Outra alteração realizada na lei de Arbitragem é aquela tocante à lista de árbitros, posto que foi modificado o parágrafo 4º do artigo 13 da mencionada lei, de modo que “As partes, de comum acordo, poderão afastar a aplicação de dispositivo do regulamento do órgão arbitral institucional ou entidade especializada que limite a escolha do árbitro único, coárbitro ou presidente do tribunal à respectiva lista de árbitros, autorizado o controle da escolha pelos órgãos competentes da instituição, sendo que, nos casos de impasse e arbitragem multiparte, deverá ser observado o que dispuser o regulamento aplicável”.
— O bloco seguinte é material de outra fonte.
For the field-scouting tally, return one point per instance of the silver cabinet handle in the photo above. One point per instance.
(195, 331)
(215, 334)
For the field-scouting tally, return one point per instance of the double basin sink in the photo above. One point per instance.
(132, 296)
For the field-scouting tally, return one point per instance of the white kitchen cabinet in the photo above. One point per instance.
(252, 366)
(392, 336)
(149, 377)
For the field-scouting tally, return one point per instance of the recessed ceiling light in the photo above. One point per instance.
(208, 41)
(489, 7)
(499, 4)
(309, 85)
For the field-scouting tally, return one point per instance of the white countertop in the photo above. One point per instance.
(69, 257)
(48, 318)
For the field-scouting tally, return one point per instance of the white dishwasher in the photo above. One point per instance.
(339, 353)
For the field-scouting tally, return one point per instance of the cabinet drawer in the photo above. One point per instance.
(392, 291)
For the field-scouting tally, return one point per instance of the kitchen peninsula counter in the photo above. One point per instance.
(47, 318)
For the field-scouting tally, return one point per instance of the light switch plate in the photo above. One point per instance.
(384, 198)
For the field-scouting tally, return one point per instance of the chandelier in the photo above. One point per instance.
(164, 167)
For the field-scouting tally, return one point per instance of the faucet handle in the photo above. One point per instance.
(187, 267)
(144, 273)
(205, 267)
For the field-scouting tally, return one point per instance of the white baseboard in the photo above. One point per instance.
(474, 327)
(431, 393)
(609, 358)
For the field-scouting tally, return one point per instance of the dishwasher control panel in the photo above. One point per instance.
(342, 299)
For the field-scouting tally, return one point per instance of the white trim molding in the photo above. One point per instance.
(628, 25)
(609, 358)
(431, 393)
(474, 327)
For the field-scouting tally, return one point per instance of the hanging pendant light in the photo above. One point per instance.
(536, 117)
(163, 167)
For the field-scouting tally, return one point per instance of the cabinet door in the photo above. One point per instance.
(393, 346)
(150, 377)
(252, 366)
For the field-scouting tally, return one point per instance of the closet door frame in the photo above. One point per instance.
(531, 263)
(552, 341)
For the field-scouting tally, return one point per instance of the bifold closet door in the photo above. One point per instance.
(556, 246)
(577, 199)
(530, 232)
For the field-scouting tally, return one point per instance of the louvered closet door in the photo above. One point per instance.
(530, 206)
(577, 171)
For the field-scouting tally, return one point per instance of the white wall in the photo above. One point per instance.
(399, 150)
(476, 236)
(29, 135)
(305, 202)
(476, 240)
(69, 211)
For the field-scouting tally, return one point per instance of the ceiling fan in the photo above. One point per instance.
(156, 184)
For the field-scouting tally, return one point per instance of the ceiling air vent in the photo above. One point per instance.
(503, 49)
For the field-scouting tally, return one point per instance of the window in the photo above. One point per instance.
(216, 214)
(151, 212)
Isso revela a faculdade que as partes possuem em escolher outros árbitros que não os credenciados pelo órgão arbitral institucional ou entidade especializada, privilegiando a autonomia das partes.
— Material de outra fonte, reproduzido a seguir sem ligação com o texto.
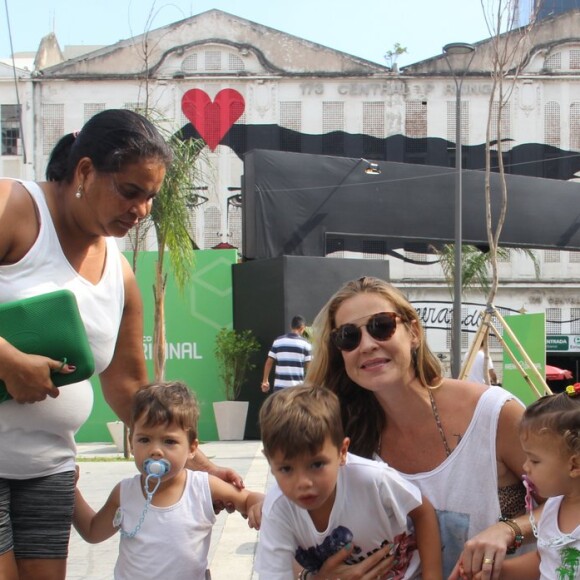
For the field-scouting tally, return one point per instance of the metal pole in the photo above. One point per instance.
(457, 48)
(457, 281)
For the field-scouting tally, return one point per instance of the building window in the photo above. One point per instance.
(416, 126)
(235, 63)
(235, 225)
(575, 126)
(553, 321)
(505, 257)
(552, 124)
(237, 137)
(290, 126)
(505, 125)
(213, 60)
(575, 321)
(92, 109)
(10, 124)
(212, 235)
(52, 126)
(334, 248)
(374, 130)
(416, 256)
(189, 63)
(451, 114)
(551, 256)
(332, 128)
(574, 257)
(554, 62)
(373, 249)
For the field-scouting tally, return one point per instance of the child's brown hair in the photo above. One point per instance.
(298, 420)
(558, 415)
(165, 403)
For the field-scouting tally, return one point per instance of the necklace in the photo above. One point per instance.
(438, 421)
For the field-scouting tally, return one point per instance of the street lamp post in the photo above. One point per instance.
(457, 48)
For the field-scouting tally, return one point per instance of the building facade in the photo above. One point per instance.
(240, 86)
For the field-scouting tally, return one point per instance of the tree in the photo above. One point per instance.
(392, 55)
(170, 218)
(508, 49)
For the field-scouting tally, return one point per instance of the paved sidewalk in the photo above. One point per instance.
(233, 543)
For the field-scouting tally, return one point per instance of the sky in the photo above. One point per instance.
(366, 29)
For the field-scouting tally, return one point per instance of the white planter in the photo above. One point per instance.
(116, 431)
(230, 418)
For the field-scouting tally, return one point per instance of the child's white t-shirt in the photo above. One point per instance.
(372, 502)
(172, 542)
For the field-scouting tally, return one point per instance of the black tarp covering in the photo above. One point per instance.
(308, 205)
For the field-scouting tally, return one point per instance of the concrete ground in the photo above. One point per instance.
(233, 544)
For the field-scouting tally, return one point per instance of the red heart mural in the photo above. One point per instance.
(212, 120)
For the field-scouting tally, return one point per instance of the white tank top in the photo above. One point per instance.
(172, 542)
(463, 489)
(38, 439)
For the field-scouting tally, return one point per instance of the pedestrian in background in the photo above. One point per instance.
(291, 354)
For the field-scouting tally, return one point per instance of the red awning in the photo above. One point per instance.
(556, 374)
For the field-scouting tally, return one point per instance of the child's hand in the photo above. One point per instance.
(254, 516)
(219, 505)
(377, 565)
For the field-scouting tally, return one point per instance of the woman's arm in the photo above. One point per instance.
(27, 377)
(428, 540)
(248, 503)
(200, 462)
(494, 541)
(127, 372)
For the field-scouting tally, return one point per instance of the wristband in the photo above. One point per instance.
(518, 536)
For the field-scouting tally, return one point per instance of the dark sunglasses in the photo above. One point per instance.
(381, 326)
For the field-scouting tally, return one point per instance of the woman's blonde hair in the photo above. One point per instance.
(363, 419)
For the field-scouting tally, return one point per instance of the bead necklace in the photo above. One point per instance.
(438, 421)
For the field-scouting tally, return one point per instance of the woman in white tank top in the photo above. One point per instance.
(58, 234)
(456, 441)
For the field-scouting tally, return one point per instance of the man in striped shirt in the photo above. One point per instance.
(291, 352)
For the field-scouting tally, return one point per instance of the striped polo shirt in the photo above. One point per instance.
(291, 353)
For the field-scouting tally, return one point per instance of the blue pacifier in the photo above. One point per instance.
(156, 467)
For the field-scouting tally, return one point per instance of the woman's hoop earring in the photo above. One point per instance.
(414, 359)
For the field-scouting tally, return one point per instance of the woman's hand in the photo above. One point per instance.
(374, 567)
(484, 554)
(28, 376)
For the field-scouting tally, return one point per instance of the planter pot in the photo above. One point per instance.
(230, 418)
(116, 431)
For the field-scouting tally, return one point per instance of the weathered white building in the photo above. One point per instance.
(240, 85)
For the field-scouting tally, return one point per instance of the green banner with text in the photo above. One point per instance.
(193, 318)
(530, 331)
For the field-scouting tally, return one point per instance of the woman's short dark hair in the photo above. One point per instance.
(110, 139)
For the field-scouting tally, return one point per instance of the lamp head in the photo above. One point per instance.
(458, 48)
(372, 168)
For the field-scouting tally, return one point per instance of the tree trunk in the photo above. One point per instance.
(159, 339)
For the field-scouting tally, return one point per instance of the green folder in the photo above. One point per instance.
(49, 325)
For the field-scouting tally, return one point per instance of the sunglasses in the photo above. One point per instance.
(380, 326)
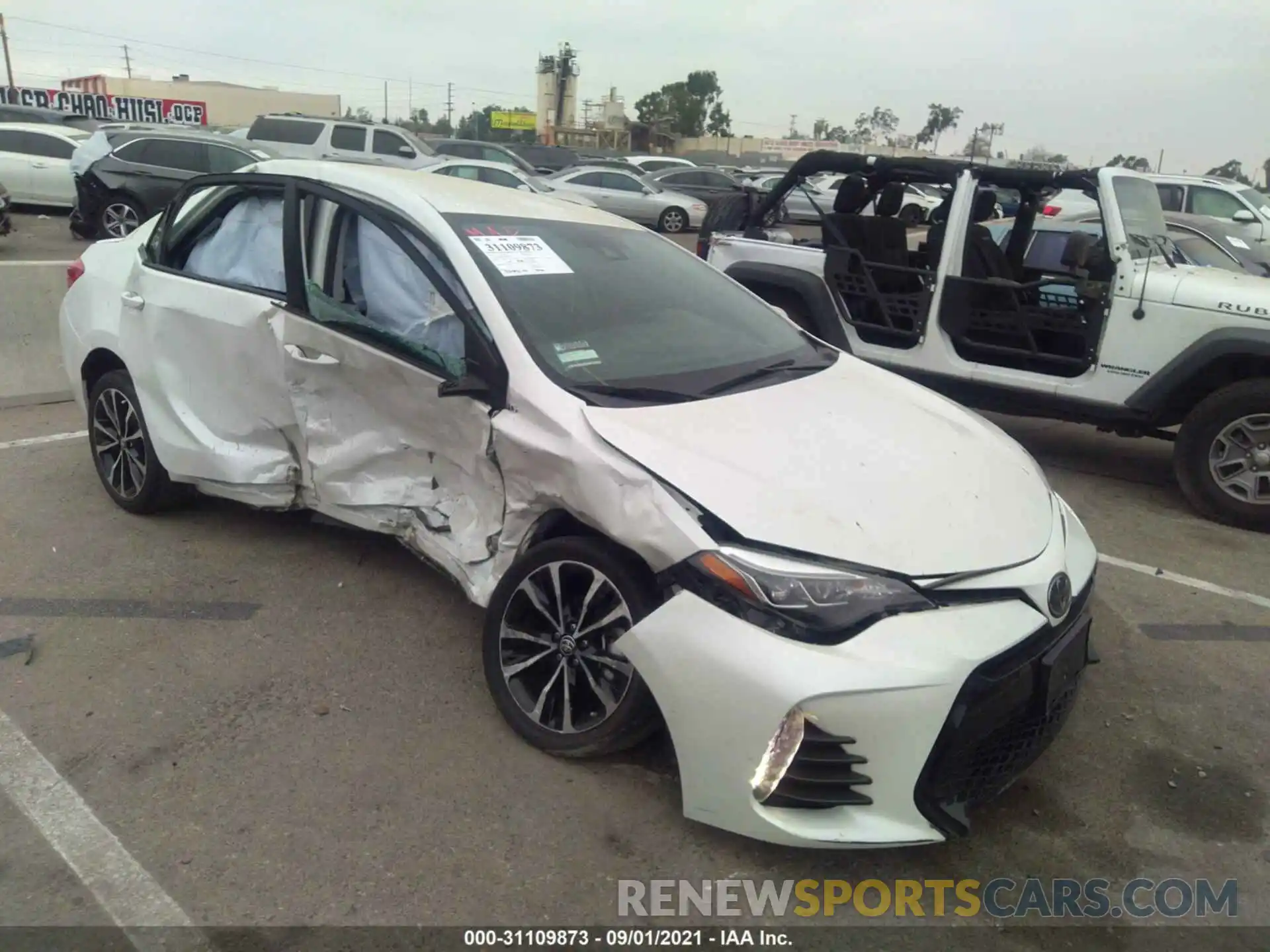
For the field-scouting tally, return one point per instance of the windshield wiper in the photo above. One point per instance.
(650, 395)
(786, 366)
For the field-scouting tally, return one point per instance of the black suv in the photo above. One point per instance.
(144, 171)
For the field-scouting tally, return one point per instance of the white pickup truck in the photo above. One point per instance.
(1138, 343)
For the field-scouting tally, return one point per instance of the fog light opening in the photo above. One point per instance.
(779, 756)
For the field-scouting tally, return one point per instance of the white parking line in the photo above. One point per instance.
(37, 441)
(1187, 580)
(125, 891)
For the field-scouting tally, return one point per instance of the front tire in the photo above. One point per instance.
(549, 655)
(1222, 456)
(673, 221)
(122, 451)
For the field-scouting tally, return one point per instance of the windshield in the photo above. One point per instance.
(1202, 252)
(582, 302)
(1256, 200)
(1142, 215)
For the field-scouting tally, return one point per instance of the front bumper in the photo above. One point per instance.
(926, 713)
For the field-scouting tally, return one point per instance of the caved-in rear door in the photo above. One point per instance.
(384, 451)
Quanto à interrupção da prescrição, tal inovação vem para dirimir a questão, não deixando margem a diferentes interpretações, de modo que as alterações realizadas no artigo 19 da lei em comento, as quais acresceram dois parágrafos ao referido artigo, regulamentam que a instituição da arbitragem interrompe a prescrição, retroagindo à data do requerimento de sua instauração.
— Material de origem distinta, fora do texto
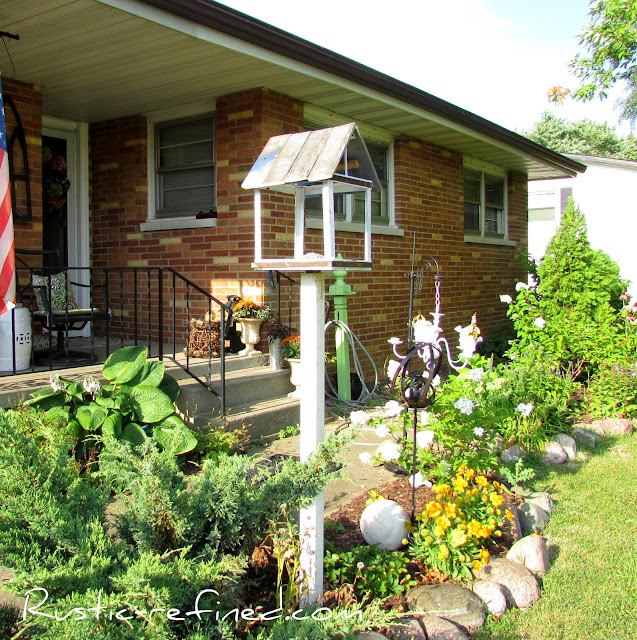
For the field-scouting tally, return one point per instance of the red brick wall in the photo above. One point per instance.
(428, 202)
(27, 99)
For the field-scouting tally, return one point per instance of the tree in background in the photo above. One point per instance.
(584, 136)
(610, 40)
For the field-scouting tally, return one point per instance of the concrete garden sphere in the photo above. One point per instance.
(384, 522)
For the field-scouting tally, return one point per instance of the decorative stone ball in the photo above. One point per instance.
(384, 523)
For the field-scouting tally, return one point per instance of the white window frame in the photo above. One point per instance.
(153, 223)
(316, 118)
(481, 236)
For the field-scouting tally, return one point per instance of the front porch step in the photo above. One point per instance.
(244, 388)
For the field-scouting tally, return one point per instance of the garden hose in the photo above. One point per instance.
(331, 394)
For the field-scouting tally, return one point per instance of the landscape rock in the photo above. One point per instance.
(449, 601)
(520, 586)
(492, 595)
(532, 552)
(407, 629)
(541, 499)
(384, 523)
(568, 443)
(554, 453)
(612, 427)
(441, 629)
(512, 454)
(584, 436)
(532, 517)
(516, 527)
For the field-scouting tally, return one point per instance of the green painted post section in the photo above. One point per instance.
(340, 291)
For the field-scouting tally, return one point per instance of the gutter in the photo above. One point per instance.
(243, 27)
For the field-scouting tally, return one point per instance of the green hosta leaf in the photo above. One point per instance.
(61, 413)
(103, 401)
(73, 429)
(125, 364)
(170, 387)
(176, 439)
(112, 425)
(134, 434)
(152, 374)
(84, 416)
(150, 404)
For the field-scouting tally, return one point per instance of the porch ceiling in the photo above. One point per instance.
(102, 59)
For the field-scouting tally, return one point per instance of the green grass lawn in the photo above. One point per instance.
(590, 592)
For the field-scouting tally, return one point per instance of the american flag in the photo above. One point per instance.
(7, 255)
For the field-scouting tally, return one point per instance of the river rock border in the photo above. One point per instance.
(452, 612)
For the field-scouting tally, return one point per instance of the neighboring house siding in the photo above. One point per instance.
(428, 185)
(28, 102)
(605, 194)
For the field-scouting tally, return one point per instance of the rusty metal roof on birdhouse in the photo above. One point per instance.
(337, 153)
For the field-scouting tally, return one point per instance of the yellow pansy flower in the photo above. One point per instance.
(433, 509)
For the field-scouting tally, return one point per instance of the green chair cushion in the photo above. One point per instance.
(62, 297)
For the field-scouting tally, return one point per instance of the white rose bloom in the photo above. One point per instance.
(359, 417)
(382, 431)
(525, 409)
(424, 438)
(465, 406)
(392, 409)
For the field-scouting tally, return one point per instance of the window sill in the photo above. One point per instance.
(166, 224)
(355, 227)
(503, 242)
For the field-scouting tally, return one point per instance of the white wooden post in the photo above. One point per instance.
(329, 241)
(299, 222)
(312, 428)
(258, 252)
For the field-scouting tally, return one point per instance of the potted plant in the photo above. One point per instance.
(277, 333)
(250, 316)
(292, 353)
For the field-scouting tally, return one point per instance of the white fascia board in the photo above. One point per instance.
(235, 44)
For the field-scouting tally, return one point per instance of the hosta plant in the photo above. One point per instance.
(454, 528)
(138, 402)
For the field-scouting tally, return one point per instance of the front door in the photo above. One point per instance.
(65, 198)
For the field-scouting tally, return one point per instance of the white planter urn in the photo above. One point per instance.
(295, 376)
(249, 328)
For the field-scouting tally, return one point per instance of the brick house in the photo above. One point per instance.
(162, 107)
A sentença parcial encontrou sua regulamentação nas alterações realizadas na lei de Arbitragem, já que o parágrafo 1º do artigo 23 da mencionada lei expressa a possibilidade de ser proferida sentença parcial pelos árbitros.
Outra interessante reforma realizada na arbitragem se refere à extensão de determinados prazos, os quais podem, inclusive, ser acordados entre as partes. O artigo 30 deixa evidente essa possibilidade tanto em seu caput, quanto em seu parágrafo único, ao expressar que: “Art. 30. No prazo de 05 (cinco) dias, a contar do recebimento da notificação ou da ciência pessoal da sentença arbitral, salvo se outro prazo for acordado entre as partes, a parte interessada, mediante comunicação à outra parte, poderá solicitar ao árbitro ou ao tribunal arbitral que (…). Parágrafo único. O árbitro ou o tribunal arbitral decidirá no prazo de 10 (dez) dias ou em prazo acordado com as partes, aditará a sentença arbitral e notificará as partes na forma do art. 29”.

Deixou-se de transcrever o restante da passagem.